Et bien justement, l’abus en lui-même n’a pas été le pire. Il a détruit quelque chose de mon rapport à l’intimité des corps et à ma confiance en moi, mais c’est surtout l’incapacité à entendre de la part de mon entourage, de la communauté et ensuite de la hiérarchie de l’Église qui m’a plongée dans une plus grande sidération encore. Une femme majeure ne fait pas le poids du tout face à un prêtre influent. Elle est facilement vue plutôt comme celle qui l’a fait tomber, si ce n’est comme une personne jalouse et déséquilibrée, pour qu’elle puisse dire des choses aussi invraisemblables. D’où la possibilité des abus précisément. C’est ce regard là qui est à changer.
Il m’a fallu alors comprendre que si l’abuseur n’était pas mis hors d’état de nuire, c’est que son pouvoir, fut-il spirituel, passait avant la destruction profonde de quelques femmes. Ainsi, les belles paroles de ce prêtre, de la communauté et de l’Église pouvaient n’être que des paroles ; l’évangile est mis de côté extrêmement facilement. L’homme, religieux ou pas, est fondamentalement un être prédateur, qui a peur et qui cherche le pouvoir pour sa sécurité, même dans l’Église. Ce n’est pas le cas de tous, bien sûr ! Mais nier que ça puisse être le cas dans l’Église est un déni qui conduit aux abus et à l’omerta les concernant.
Comment avez-vous pu vous en sortir ?
J’ai tout d’abords un mari en or massif qui a tenu bon contre vents et marées pour me rappeler que l’amour vrai existe, une famille plus large et des amis qui m’ont soutenue, des enfants fantastiques qui m’ont ramenés à l’essentiel et une foi qui ne m’a pas quittée. Au contraire, c’est tout ce qui peut pervertir notre rapport à Dieu que j’ai quitté grâce à ce tsunami. Ce qui devait mourir est mort, et demeure le rapport le plus simple et direct à Dieu dans tout son mystère, loin des certitudes et autres jugements avec lesquelles on assoit son pouvoir.
En sommes, je peux dire que ce chemin est pour moi celui d’une purification de ma foi. Reste encore à apprendre davantage la confiance en l’autre et la confiance en ma propre dignité. Là je suis dans un long cheminement thérapeutique et je travaille sur un passé plus lointain que celui de ma rencontre avec la communauté. Car on ne rentre pas dans un système dysfonctionnel par hasard.
Et où en est votre rapport à la communauté Saint-Jean et à l’Église ?

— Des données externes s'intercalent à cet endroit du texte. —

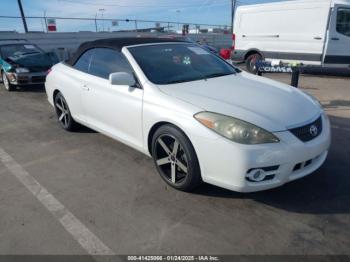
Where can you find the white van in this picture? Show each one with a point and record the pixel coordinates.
(311, 32)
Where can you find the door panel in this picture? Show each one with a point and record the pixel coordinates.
(338, 44)
(114, 110)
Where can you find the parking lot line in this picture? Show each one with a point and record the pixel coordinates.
(90, 242)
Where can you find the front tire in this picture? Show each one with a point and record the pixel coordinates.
(6, 82)
(63, 113)
(175, 158)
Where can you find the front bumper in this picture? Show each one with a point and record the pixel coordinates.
(226, 164)
(22, 79)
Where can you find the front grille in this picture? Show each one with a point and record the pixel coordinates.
(308, 132)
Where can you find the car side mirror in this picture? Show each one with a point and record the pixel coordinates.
(122, 79)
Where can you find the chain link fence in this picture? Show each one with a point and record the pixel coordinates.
(78, 24)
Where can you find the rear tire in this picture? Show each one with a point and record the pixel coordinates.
(6, 82)
(175, 158)
(251, 62)
(63, 113)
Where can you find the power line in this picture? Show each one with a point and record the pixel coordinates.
(137, 5)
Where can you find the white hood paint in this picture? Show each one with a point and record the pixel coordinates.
(266, 103)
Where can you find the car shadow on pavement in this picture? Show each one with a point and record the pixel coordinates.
(326, 191)
(31, 88)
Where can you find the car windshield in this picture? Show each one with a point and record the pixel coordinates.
(176, 63)
(18, 49)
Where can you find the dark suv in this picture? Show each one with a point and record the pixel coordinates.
(23, 63)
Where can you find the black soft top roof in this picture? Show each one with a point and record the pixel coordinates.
(117, 44)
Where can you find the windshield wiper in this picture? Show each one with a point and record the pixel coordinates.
(32, 52)
(183, 80)
(218, 75)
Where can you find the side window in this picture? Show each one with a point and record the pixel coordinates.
(106, 61)
(343, 21)
(83, 62)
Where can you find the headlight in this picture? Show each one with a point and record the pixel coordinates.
(235, 129)
(22, 70)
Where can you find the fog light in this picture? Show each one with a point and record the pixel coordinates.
(256, 175)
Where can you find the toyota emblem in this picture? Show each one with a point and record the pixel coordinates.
(313, 130)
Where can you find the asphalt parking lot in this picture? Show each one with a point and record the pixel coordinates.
(116, 193)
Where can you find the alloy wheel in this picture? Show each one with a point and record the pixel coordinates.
(171, 159)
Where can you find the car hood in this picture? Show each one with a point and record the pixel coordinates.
(34, 62)
(266, 103)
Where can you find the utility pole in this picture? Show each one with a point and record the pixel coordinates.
(22, 15)
(233, 10)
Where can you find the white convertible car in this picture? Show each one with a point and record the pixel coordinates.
(200, 118)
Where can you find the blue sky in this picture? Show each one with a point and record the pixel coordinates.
(192, 11)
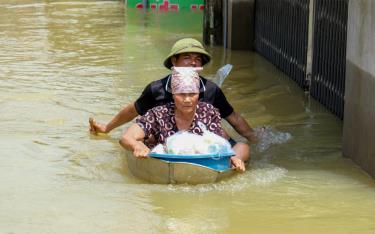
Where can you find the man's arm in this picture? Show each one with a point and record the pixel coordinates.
(132, 140)
(127, 114)
(241, 126)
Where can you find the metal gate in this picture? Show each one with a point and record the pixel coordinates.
(329, 54)
(281, 35)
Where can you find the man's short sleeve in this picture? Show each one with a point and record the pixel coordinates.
(221, 103)
(145, 101)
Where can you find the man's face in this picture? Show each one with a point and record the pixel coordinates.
(187, 60)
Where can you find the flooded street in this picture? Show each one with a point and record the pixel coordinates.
(65, 61)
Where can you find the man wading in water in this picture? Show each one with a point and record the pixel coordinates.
(186, 52)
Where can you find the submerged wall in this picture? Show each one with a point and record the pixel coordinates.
(359, 112)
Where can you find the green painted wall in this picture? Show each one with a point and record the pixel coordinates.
(168, 5)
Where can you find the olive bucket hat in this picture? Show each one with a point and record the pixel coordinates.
(187, 45)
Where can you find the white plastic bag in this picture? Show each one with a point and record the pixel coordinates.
(185, 143)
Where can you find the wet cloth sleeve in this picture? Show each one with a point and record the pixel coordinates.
(215, 96)
(148, 123)
(145, 101)
(222, 104)
(210, 116)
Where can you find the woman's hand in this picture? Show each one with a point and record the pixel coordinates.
(237, 164)
(140, 150)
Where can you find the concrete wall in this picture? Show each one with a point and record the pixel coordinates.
(359, 113)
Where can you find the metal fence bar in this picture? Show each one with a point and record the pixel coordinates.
(328, 68)
(281, 34)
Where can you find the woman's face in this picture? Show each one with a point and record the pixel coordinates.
(186, 102)
(187, 60)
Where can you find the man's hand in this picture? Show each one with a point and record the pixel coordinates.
(96, 128)
(237, 164)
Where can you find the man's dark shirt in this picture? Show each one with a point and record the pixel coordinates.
(155, 94)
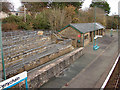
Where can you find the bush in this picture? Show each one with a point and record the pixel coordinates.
(41, 22)
(9, 26)
(12, 19)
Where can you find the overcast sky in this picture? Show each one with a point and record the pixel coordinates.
(113, 4)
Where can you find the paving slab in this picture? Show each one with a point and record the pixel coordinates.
(89, 69)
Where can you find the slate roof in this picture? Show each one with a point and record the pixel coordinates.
(85, 27)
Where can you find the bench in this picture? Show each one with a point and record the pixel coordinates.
(96, 47)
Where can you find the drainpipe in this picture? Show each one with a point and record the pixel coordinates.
(83, 40)
(94, 28)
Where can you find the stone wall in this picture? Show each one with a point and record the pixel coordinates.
(41, 76)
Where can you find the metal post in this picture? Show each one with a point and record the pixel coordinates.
(3, 65)
(26, 84)
(24, 13)
(94, 27)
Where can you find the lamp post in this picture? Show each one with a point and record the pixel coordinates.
(2, 56)
(94, 27)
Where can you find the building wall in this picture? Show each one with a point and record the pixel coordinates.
(86, 38)
(71, 33)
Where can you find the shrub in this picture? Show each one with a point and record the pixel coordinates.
(9, 26)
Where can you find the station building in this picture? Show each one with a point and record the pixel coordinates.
(82, 33)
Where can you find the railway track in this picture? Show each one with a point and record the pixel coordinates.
(113, 79)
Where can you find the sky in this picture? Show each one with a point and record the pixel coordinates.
(113, 5)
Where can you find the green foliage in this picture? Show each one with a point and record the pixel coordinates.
(41, 21)
(103, 5)
(12, 19)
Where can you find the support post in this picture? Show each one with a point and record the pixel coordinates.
(26, 84)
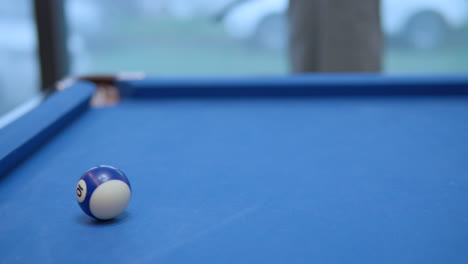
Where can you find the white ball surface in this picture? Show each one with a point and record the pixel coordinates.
(109, 199)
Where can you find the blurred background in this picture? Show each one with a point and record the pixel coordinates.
(212, 37)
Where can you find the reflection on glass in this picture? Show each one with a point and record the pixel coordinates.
(18, 63)
(246, 37)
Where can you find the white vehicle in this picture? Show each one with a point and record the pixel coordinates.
(421, 24)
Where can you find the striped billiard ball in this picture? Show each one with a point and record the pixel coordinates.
(103, 192)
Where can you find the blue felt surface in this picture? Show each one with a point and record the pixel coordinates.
(252, 180)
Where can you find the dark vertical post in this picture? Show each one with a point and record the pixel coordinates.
(335, 35)
(52, 41)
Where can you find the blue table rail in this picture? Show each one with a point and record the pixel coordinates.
(326, 168)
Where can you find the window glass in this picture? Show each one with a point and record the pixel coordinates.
(245, 37)
(178, 37)
(425, 36)
(18, 46)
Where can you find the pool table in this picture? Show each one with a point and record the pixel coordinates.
(320, 168)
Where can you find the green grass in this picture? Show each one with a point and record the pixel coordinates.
(163, 46)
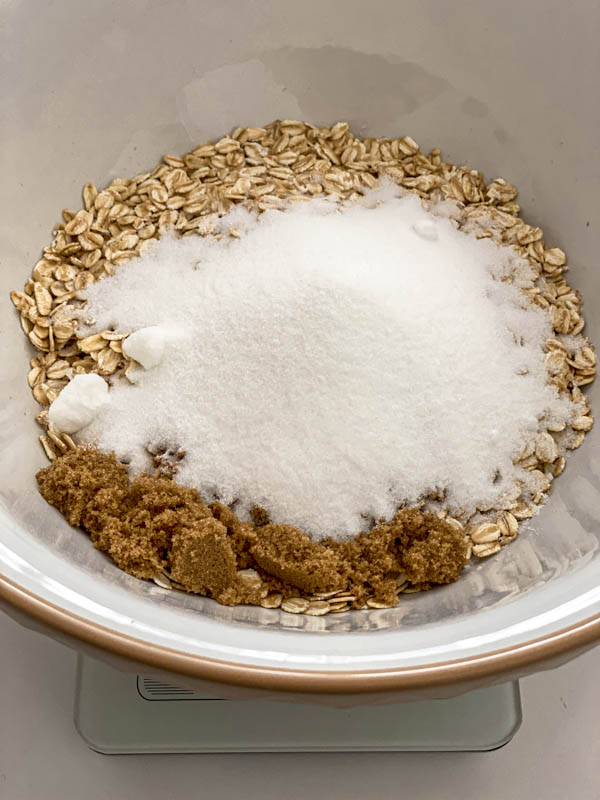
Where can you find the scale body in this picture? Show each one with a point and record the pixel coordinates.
(119, 713)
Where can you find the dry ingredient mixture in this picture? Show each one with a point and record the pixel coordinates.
(156, 528)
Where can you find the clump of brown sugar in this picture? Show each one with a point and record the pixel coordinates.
(154, 527)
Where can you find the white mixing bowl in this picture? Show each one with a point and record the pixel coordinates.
(96, 90)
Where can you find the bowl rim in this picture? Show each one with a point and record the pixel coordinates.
(495, 664)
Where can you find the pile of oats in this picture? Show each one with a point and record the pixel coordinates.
(265, 168)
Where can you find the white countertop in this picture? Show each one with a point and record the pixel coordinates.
(556, 753)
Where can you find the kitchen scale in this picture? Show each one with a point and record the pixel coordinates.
(118, 713)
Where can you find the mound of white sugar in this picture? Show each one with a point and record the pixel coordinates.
(331, 364)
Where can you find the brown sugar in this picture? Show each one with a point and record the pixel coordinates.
(153, 526)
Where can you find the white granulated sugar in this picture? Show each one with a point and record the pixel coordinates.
(332, 363)
(147, 345)
(78, 403)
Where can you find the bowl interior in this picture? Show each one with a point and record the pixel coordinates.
(161, 78)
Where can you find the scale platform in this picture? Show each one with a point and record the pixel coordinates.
(118, 713)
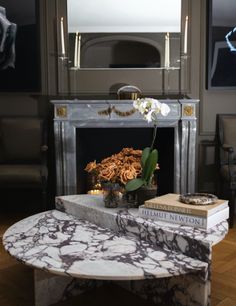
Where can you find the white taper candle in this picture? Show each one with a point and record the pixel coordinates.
(167, 50)
(76, 50)
(62, 37)
(186, 35)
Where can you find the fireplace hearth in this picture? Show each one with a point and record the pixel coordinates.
(93, 129)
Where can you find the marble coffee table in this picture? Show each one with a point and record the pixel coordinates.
(81, 244)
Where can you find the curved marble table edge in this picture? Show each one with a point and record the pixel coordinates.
(202, 265)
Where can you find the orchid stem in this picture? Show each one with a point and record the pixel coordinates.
(154, 137)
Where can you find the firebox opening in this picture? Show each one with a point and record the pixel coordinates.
(98, 143)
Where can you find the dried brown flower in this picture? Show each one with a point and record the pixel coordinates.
(120, 168)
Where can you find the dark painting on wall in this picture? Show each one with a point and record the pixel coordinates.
(25, 77)
(221, 44)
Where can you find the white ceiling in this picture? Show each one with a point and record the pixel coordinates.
(124, 15)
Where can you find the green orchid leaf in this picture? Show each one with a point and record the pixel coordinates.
(150, 166)
(145, 155)
(134, 184)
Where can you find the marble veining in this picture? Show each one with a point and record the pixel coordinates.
(62, 244)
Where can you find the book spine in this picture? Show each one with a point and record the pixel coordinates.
(183, 219)
(176, 209)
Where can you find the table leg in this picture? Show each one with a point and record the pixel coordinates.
(51, 288)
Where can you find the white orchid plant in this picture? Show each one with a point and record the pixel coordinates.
(149, 108)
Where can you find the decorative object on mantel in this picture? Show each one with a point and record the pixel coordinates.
(128, 92)
(114, 172)
(198, 198)
(149, 108)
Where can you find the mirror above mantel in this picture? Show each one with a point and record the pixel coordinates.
(117, 39)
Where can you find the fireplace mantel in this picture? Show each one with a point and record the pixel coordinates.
(72, 114)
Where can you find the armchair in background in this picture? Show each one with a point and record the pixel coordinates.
(23, 154)
(226, 157)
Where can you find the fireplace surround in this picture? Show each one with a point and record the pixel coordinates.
(70, 115)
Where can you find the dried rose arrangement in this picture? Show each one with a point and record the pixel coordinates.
(118, 168)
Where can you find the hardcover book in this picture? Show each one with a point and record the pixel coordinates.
(170, 202)
(184, 219)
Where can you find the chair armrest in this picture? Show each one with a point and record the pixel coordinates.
(227, 148)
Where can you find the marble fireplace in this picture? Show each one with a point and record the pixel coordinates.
(73, 116)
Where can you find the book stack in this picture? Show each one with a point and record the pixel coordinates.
(169, 209)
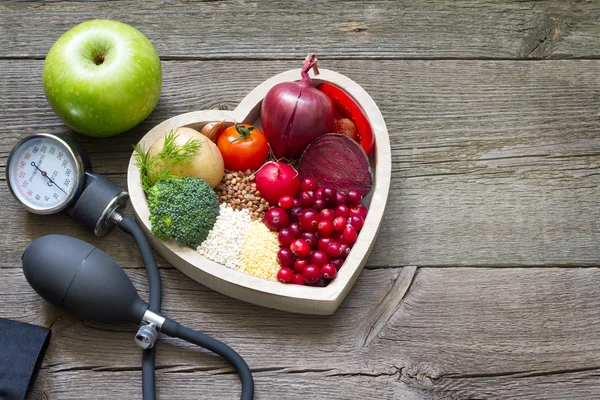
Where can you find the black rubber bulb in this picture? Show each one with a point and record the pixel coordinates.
(81, 279)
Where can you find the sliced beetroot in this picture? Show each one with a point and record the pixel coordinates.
(337, 161)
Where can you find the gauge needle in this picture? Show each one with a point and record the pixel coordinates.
(44, 173)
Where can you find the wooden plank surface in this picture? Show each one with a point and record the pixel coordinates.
(495, 166)
(494, 163)
(457, 333)
(348, 29)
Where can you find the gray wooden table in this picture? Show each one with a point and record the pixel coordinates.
(484, 282)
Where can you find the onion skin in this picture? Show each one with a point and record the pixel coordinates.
(293, 114)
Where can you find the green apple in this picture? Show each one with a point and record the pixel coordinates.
(102, 77)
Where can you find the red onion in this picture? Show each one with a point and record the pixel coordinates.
(295, 113)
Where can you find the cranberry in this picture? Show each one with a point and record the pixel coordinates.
(276, 218)
(294, 214)
(300, 248)
(327, 213)
(311, 274)
(337, 262)
(323, 243)
(357, 222)
(298, 279)
(306, 198)
(338, 237)
(333, 250)
(285, 275)
(285, 237)
(340, 198)
(286, 202)
(350, 234)
(285, 257)
(319, 194)
(359, 210)
(300, 264)
(329, 271)
(342, 211)
(309, 220)
(311, 238)
(325, 228)
(319, 204)
(339, 223)
(308, 184)
(319, 258)
(329, 195)
(353, 198)
(296, 229)
(344, 250)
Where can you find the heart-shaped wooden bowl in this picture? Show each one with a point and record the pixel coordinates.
(293, 298)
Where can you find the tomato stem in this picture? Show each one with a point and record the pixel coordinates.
(243, 131)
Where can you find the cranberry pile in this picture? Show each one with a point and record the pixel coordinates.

C’est intéressant cette question, parce que je me rends compte que je n’ai pas, ou plus, de rapport avec une communauté ou une institution. Je ne peux parler que de mes rapports à des personnes. Je me sens plus ancrée dans la réel, avec tout son côté nuancé et insaisissable. L’absence de certitudes ne me fait plus peur. Au contraire, c’est le fait de se servir d’elles pour asservir autrui qui me fait peur.
Ainsi, je ne me sens plus liée à tel ou tel groupe, mais plutôt en connexion plus ou moins profonde et authentique avec telle ou telle personne. Je me sens par exemple très en connexion avec des religieux de la communauté qui ont été eux-même abusés ou qui découvrent la vulnérabilité extrême à laquelle cela mène d’ouvrir les yeux sur la perversion du système dans lequel ils ont tant cru.
C’est lorsqu’il y a cette lumière qui va jusqu’à assumer les endroits les plus fragiles de notre humanité que je me trouve avec l’autre chez moi, dans un lieu sacré, où le lien à Dieu est vécu « en esprit et en vérité ».
Sophie Ducrey, 46 ans, mariée et mère de cinq enfants, exerce la profession de coach.